On Sunday, the first journalist was killed covering the current conflict between Israel and Hezbollah militia.
According to the International Federation of Journalists, AFP photographer Layal Nejib, 23, was travelling in a taxi when a missile exploded nearby.
On Saturday, Israeli air raids killed a technician working for the Lebanese Broadcasting Corporation (LBC).
Joseph Kosseifi, of the Lebanon Journalists Syndicate, told Press Gazette: “On 13 July, the Israelis hit Al-Manor TV and Al Noor radio station, but the biggest attacks occurred on 22 July, when they hit LBC.”
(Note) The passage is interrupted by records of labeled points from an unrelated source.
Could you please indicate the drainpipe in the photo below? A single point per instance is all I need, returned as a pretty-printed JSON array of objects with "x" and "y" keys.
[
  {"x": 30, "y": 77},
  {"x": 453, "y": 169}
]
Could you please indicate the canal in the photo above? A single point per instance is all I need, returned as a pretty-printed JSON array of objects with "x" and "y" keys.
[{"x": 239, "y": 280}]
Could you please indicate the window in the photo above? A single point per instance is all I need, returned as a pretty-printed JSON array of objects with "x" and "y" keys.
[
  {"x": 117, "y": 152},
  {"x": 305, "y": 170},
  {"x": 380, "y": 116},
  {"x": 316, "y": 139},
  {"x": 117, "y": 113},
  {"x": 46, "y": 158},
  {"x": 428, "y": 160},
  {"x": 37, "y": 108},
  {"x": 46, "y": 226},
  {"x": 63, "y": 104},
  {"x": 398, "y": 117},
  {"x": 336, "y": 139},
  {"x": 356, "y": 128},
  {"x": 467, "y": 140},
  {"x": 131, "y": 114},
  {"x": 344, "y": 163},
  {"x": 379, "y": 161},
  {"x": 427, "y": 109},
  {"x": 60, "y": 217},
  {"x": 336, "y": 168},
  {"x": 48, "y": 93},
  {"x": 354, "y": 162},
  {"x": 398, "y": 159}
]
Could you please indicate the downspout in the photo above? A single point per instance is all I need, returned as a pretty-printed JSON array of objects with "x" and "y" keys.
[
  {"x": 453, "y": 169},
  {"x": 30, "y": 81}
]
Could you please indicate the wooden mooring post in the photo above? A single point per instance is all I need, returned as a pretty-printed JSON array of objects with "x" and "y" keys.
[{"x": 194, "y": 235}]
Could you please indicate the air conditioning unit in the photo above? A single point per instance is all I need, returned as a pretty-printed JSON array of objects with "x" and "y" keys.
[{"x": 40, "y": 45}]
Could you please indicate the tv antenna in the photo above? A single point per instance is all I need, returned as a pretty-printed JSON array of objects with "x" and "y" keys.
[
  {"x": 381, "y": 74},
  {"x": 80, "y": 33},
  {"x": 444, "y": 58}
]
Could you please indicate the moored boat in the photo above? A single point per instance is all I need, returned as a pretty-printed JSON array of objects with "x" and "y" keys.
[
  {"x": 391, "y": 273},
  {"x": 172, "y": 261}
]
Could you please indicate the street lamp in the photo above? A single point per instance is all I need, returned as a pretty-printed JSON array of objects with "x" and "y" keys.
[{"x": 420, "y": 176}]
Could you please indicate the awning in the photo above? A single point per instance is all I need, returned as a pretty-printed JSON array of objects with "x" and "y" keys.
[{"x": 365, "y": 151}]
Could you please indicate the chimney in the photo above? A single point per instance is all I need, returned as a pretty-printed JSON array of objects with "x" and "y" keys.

He said that his organisation had sent a “cry of help”, urging Israel to “respect the convention of the UN”.
The chairman of the National Federation of Israeli Journalists, Arie Shaked, has accused the IFJ of having an “automatic anti-Israeli position” that he said has led to his decision to suspend their membership of the international press organisation.
Shaked said: “There is definitely an anti-Israel trend in the IFJ. We still do not hear any condemnation of the terrorist attacks on Israel and on the Israeli media by Hezbollah.”
On the targeting of Lebanese broadcaster Al-Manar by Israeli missiles – a move strongly criticised by the IFJ – Shaked said: “Al-Manar speaks terrorist propaganda aimed to attack the state of Israel. I have no problems with attacking this terrorist television station.”
IFJ general secretary Aidan White said the bombing was “a clear demonstration that Israel has a policy of using violence to silence media it does not agree with.”
The Israeli association’s representative on the IFJ executive committee, Yaron Enosh, said: “Al-Manar are not journalists.
They are a section of a terrorist organisation and I won’t carry the same press card that they carry.”